Concurrency limits are defined in a cluster-wide **rule book**.
A rule pairs a *pattern*, which selects the scopes it applies to, with a set of *limits*.
The only limit available today is `concurrency`: the maximum number of invocations that may run concurrently for a matching scope.

A pattern is either an exact scope or the wildcard `*`:

* `*` matches every scope and acts as a default for scopes without their own rule.
* `checkout` matches a single, specific scope.

When both a wildcard and an exact-scope pattern match an invocation, the more specific exact-scope rule wins.

<Warning title="A `*` limit is not a global pool">
  A concurrency limit always applies **per scope**, never globally, including for the `*` wildcard.
  `restate rules set "*" --concurrency 1000` does not cap total concurrency across all scopes at 1000.
  Instead, every scope that matches `*` gets its own independent budget of 1000.
  Two different scopes can each run 1000 invocations concurrently under the same `*` rule.
</Warning>

Manage rules dynamically with the `restate rules` CLI commands.
`set` is idempotent: it creates a rule if it doesn't exist, or merges into the existing values, preserving fields you don't touch.

```bash theme={null}
# Set a default of 1000 concurrent invocations per scope, plus a tighter
# 50-concurrency cap for the "checkout" scope.
restate rules set "*" --concurrency 1000 --description "global default"
restate rules set "checkout" --concurrency 50

# Inspect what's configured
restate rules list                # one row per rule
restate rules list --extra        # also shows description, version, last-modified

# Soft-disable or re-enable a rule without losing its definition
restate rules disable "checkout"
restate rules enable  "checkout"

# Remove the checkout rule again
restate rules delete "checkout"
```

Run `restate rules --help` for the full set of options.

## Applying concurrency limits

To make an invocation count against a scope's concurrency limit, send it through a scoped ingress endpoint under the reserved `/restate/scope/` prefix:

```
# Scoped service calls
POST /restate/scope/{scopeKey}/call/{service}/{handler}
POST /restate/scope/{scopeKey}/call/{service}/{key}/{handler}
POST /restate/scope/{scopeKey}/send/{service}/{handler}
POST /restate/scope/{scopeKey}/send/{service}/{key}/{handler}
```

Add the `{key}` segment for Virtual Objects and Workflows; omit it for basic Services.

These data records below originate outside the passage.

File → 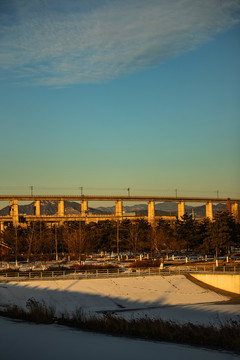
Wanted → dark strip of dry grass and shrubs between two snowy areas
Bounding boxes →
[0,298,240,354]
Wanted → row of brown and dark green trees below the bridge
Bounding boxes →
[0,211,240,263]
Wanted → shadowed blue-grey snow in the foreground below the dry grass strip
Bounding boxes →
[0,317,239,360]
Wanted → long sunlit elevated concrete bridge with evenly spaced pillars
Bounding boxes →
[0,195,240,230]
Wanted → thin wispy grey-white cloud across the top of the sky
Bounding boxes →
[0,0,240,86]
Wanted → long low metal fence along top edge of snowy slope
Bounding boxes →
[0,266,240,282]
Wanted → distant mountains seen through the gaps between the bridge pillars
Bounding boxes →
[0,200,226,217]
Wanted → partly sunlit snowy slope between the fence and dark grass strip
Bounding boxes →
[0,275,240,325]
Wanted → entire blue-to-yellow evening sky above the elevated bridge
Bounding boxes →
[0,0,240,198]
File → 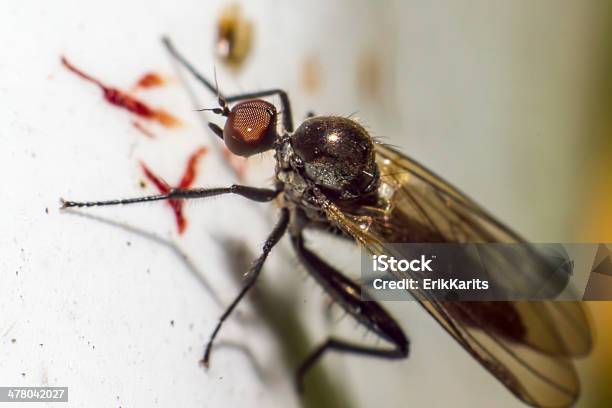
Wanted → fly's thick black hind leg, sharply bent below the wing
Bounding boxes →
[291,233,409,390]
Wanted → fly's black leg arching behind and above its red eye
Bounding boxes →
[162,37,293,132]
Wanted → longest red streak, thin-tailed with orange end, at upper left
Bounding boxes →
[62,56,180,127]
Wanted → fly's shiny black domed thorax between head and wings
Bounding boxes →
[276,116,380,217]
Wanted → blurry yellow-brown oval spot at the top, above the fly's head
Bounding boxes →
[215,3,253,68]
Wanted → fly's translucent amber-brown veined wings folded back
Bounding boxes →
[321,145,592,407]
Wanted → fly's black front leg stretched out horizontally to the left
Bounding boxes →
[61,184,280,208]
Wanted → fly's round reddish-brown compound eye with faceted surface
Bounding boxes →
[223,99,276,156]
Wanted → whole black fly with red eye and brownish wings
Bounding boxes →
[63,38,592,407]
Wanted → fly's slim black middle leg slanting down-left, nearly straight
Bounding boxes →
[201,208,289,367]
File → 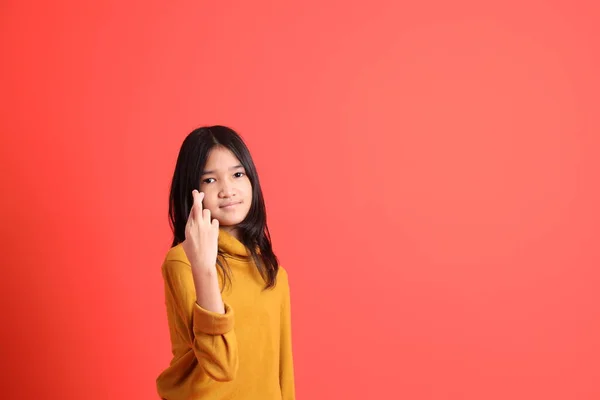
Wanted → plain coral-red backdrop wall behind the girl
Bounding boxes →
[0,0,600,400]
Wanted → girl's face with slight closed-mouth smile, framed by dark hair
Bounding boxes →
[200,146,252,235]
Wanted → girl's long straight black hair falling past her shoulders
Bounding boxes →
[169,125,279,289]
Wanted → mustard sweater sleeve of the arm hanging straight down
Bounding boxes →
[279,267,296,400]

For example, to invoke `checkout` of `OrderService` under the `checkout` scope:

```shell theme={null}
curl localhost:8080/restate/scope/checkout/call/OrderService/checkout \
  --json '{"orderId": "order-123"}'
```

Matching invocations are throttled to the configured `concurrency` and held in their queue until a slot frees up.

<Info>
  Invocations sent through the non-scoped endpoints (`/restate/call/...` and `/restate/send/...`) are not subject to any scope-based limit.
  See [HTTP invocation](/services/invocation/http) for the full set of ingress endpoints.
</Info>

## Observing flow control

When flow control is enabled, several SQL system tables let you inspect the scheduler, queues, and concurrency limits directly:

| Table             | What it shows                                                                                                                                |
| ----------------- | -------------------------------------------------------------------------------------------------------------------------------------------- |
| `sys_rules`       | The configured rule book: one row per rule with its pattern, concurrency limit, description, disabled flag, version, and last-modified time. |
| `sys_user_limits` | Per-scope concurrency counters: current usage, configured limit, available capacity, and the matching rule pattern.                          |
| `sys_vqueues`     | One row per entry across all queue stages, with its status, attempt counters, and lifecycle timestamps.                                      |
| `sys_vqueue_meta` | Aggregate statistics per queue: scope, service name, per-stage entry counts, and timing averages.                                            |
| `sys_scheduler`   | Real-time scheduler state for each queue's head entry: queue depth, scheduler status, and what it is blocked on.                             |

These tables are populated only when flow control is enabled.
See [introspection](/services/introspection) for how to query the system tables.